Bu yazıda, Türk edebiyatının en önemli ve tartışmalı romanlarından biri olan Sinekli Bakkal'ın yazarını, konusunu, özetini ve edebi değerini ele alacağız.
Sinekli Bakkal, Türk edebiyatının usta kalemi Halide Edib Adıvar'ın (1884-1964) en bilinen romanıdır. Eser ilk olarak 1935 yılında The Clown and His Daughter (Soytarı ve Kızı) adıyla İngilizce yayımlanmış, 1936'da ise Türkçe olarak "Sinekli Bakkal" adıyla basılmıştır.

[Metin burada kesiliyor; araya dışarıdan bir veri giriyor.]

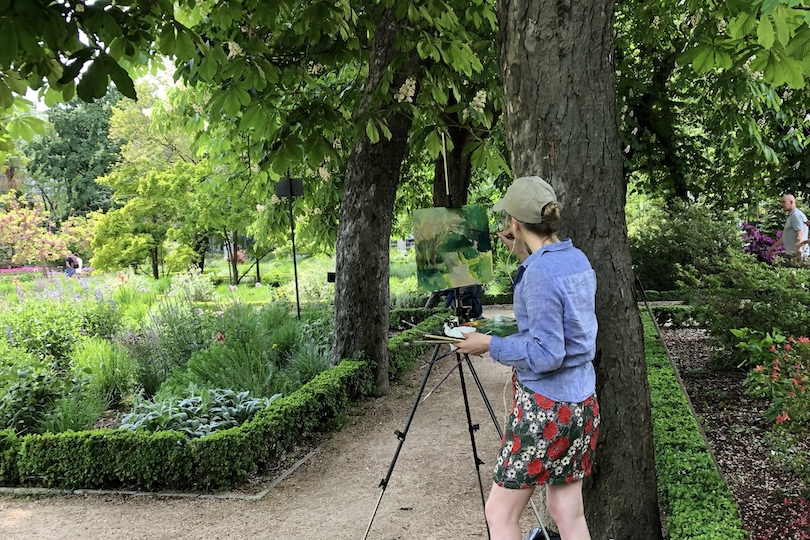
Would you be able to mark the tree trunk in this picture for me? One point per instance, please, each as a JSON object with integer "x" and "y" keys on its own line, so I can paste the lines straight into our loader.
{"x": 459, "y": 168}
{"x": 362, "y": 303}
{"x": 153, "y": 257}
{"x": 235, "y": 259}
{"x": 201, "y": 245}
{"x": 560, "y": 113}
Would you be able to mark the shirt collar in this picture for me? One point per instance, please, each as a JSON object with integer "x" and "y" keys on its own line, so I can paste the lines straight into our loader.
{"x": 556, "y": 246}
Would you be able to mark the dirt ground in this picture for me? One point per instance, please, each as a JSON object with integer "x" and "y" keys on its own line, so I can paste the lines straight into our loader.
{"x": 433, "y": 492}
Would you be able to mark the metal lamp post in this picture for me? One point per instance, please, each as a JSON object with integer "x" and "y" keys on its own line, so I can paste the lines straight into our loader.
{"x": 289, "y": 188}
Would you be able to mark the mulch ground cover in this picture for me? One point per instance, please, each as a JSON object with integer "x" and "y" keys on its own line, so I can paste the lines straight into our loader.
{"x": 766, "y": 476}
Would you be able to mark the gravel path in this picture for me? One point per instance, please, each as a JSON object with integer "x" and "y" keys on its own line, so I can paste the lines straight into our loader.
{"x": 433, "y": 492}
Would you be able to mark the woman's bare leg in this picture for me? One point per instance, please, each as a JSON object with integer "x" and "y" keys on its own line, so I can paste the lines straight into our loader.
{"x": 503, "y": 510}
{"x": 567, "y": 509}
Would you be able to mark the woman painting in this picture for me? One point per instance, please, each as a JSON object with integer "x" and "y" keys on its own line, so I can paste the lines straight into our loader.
{"x": 554, "y": 422}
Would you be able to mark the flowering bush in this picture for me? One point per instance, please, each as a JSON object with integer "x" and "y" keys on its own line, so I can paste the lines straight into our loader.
{"x": 782, "y": 375}
{"x": 241, "y": 256}
{"x": 758, "y": 243}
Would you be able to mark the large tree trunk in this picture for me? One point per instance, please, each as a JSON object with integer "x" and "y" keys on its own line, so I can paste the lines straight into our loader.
{"x": 362, "y": 304}
{"x": 459, "y": 169}
{"x": 559, "y": 104}
{"x": 155, "y": 260}
{"x": 234, "y": 249}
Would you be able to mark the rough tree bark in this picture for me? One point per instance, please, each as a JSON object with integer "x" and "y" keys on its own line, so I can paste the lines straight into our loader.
{"x": 362, "y": 303}
{"x": 459, "y": 169}
{"x": 560, "y": 113}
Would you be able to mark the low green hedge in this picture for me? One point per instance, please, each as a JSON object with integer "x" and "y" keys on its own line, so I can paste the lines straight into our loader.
{"x": 494, "y": 299}
{"x": 678, "y": 316}
{"x": 400, "y": 317}
{"x": 401, "y": 356}
{"x": 113, "y": 458}
{"x": 694, "y": 496}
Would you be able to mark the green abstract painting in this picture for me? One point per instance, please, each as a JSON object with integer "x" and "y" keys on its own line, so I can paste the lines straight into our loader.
{"x": 453, "y": 247}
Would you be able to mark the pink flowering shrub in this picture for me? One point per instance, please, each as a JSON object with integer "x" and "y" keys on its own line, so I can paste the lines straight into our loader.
{"x": 757, "y": 243}
{"x": 781, "y": 374}
{"x": 241, "y": 256}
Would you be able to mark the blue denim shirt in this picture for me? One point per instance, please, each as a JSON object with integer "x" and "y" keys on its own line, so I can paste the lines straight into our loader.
{"x": 554, "y": 302}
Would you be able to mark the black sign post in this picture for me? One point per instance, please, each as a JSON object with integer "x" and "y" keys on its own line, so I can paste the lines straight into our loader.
{"x": 289, "y": 188}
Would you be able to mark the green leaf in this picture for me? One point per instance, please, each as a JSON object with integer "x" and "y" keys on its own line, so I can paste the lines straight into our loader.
{"x": 52, "y": 97}
{"x": 433, "y": 143}
{"x": 123, "y": 82}
{"x": 208, "y": 67}
{"x": 185, "y": 49}
{"x": 741, "y": 25}
{"x": 704, "y": 61}
{"x": 242, "y": 96}
{"x": 94, "y": 82}
{"x": 166, "y": 41}
{"x": 768, "y": 6}
{"x": 765, "y": 34}
{"x": 231, "y": 105}
{"x": 8, "y": 42}
{"x": 19, "y": 129}
{"x": 16, "y": 84}
{"x": 372, "y": 132}
{"x": 6, "y": 97}
{"x": 782, "y": 29}
{"x": 722, "y": 59}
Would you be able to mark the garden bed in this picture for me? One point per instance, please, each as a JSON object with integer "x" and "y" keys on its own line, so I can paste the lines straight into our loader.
{"x": 766, "y": 481}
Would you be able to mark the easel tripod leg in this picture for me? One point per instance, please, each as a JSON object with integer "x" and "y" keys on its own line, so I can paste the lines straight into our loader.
{"x": 401, "y": 436}
{"x": 472, "y": 428}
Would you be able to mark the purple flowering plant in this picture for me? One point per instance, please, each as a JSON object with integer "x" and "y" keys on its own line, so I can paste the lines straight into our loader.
{"x": 757, "y": 243}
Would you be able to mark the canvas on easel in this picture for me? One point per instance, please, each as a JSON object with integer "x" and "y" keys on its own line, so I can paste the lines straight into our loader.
{"x": 453, "y": 247}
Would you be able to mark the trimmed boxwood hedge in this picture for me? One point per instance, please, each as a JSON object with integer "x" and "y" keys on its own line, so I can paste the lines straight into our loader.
{"x": 691, "y": 491}
{"x": 168, "y": 460}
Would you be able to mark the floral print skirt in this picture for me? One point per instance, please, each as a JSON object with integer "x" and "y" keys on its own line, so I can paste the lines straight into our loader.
{"x": 546, "y": 442}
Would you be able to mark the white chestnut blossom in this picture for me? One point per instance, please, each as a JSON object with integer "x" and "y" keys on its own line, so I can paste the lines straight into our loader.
{"x": 406, "y": 91}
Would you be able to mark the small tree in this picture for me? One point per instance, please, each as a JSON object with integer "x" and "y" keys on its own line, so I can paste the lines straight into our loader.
{"x": 27, "y": 232}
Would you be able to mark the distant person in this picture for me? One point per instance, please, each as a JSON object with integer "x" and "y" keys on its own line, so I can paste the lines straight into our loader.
{"x": 73, "y": 264}
{"x": 553, "y": 427}
{"x": 794, "y": 235}
{"x": 471, "y": 298}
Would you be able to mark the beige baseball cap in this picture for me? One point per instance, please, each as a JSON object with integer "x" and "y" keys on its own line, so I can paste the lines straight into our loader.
{"x": 525, "y": 199}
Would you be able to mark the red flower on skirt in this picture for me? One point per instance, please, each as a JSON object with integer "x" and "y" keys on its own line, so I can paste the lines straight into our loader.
{"x": 558, "y": 448}
{"x": 534, "y": 467}
{"x": 543, "y": 401}
{"x": 586, "y": 463}
{"x": 564, "y": 415}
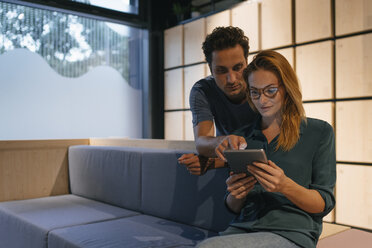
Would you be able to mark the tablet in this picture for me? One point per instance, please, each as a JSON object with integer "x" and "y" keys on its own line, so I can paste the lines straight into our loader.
{"x": 238, "y": 160}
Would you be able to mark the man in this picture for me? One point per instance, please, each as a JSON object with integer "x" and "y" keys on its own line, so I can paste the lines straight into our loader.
{"x": 219, "y": 100}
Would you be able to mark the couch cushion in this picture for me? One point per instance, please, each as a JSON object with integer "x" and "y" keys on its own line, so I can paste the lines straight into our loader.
{"x": 26, "y": 223}
{"x": 346, "y": 239}
{"x": 133, "y": 232}
{"x": 107, "y": 174}
{"x": 176, "y": 195}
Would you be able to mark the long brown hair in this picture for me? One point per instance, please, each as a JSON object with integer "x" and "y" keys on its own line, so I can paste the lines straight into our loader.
{"x": 292, "y": 111}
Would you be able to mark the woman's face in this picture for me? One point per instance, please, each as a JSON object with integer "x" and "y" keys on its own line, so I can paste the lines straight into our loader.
{"x": 266, "y": 93}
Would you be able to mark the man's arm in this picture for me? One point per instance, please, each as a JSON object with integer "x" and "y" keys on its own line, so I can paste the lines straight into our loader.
{"x": 205, "y": 141}
{"x": 210, "y": 146}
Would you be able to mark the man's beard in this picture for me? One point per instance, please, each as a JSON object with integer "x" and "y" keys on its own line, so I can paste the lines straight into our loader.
{"x": 238, "y": 98}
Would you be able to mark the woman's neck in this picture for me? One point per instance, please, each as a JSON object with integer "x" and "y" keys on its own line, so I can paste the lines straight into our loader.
{"x": 270, "y": 127}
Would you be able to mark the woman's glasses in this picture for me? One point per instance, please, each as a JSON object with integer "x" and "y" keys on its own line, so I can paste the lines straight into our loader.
{"x": 268, "y": 91}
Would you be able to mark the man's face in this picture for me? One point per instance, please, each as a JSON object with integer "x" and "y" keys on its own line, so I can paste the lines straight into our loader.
{"x": 227, "y": 69}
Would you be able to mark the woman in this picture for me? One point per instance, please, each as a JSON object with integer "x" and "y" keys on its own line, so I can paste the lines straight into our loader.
{"x": 283, "y": 203}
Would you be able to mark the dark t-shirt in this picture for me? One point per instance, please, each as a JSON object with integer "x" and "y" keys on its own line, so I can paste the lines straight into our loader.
{"x": 208, "y": 102}
{"x": 311, "y": 163}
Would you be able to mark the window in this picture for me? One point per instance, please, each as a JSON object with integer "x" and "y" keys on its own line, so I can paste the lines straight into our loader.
{"x": 88, "y": 70}
{"x": 127, "y": 6}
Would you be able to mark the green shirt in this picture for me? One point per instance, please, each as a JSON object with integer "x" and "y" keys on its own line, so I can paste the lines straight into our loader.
{"x": 310, "y": 163}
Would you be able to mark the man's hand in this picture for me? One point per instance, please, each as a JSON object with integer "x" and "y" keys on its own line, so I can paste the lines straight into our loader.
{"x": 196, "y": 165}
{"x": 231, "y": 141}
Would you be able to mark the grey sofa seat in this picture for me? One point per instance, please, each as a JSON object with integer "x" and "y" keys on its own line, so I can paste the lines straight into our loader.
{"x": 26, "y": 223}
{"x": 140, "y": 231}
{"x": 121, "y": 197}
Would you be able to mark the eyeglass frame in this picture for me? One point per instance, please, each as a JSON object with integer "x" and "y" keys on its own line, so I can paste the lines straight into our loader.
{"x": 262, "y": 91}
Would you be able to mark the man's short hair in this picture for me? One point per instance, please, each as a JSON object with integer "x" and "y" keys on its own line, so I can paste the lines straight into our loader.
{"x": 222, "y": 38}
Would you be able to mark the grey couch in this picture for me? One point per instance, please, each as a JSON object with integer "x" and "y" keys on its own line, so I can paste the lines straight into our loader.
{"x": 121, "y": 197}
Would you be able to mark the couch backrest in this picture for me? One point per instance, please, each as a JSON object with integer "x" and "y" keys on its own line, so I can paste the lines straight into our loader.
{"x": 107, "y": 174}
{"x": 150, "y": 181}
{"x": 171, "y": 192}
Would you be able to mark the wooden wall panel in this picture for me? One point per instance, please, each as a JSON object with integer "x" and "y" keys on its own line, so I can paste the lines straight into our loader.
{"x": 314, "y": 67}
{"x": 354, "y": 195}
{"x": 276, "y": 23}
{"x": 313, "y": 20}
{"x": 192, "y": 74}
{"x": 173, "y": 47}
{"x": 173, "y": 125}
{"x": 320, "y": 110}
{"x": 194, "y": 36}
{"x": 246, "y": 17}
{"x": 353, "y": 16}
{"x": 173, "y": 89}
{"x": 217, "y": 20}
{"x": 34, "y": 168}
{"x": 189, "y": 130}
{"x": 354, "y": 66}
{"x": 353, "y": 131}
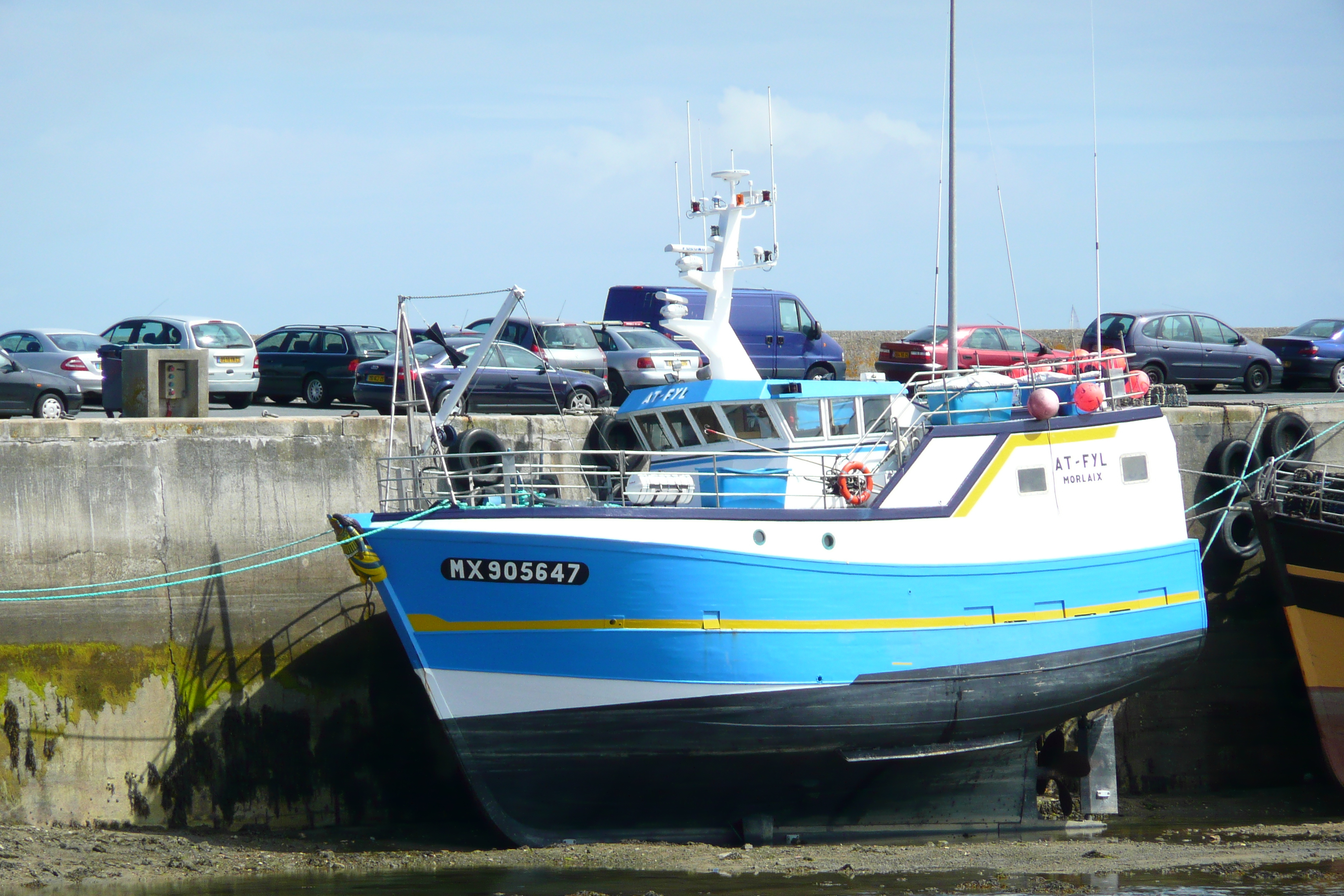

Roman, 1942'de CHP Roman Ödülü'nü (o dönemki adıyla CHP Sanat Mükafatı) kazanmıştır.
Roman, II. Abdülhamid dönemi İstanbul'unun (özellikle Sinekli Bakkal mahallesinin) toplumsal hayatını, gelenek ile modernlik, Doğu ile Batı, din ile bireysellik arasındaki çatışmaları merkeze alır. Tasvir edilen mahalle, adeta dönemin mikrokozmozudur.
Sinekli Bakkal mahallesinde yaşayan Rabia, dedesi Velet Efendi'nin katı disiplini altında yetişir. Annesi Emine, mahallenin eğlenceli insanı Tevfik ile evlenmiş, ancak onun "soytarılık" yapmasına ve eğlence dünyasına karışmasına tahammül edemeyerek ayrılmıştır. Rabia, güzel sesiyle Kuran okumada mahir hale gelir ve çevreden büyük takdir toplar.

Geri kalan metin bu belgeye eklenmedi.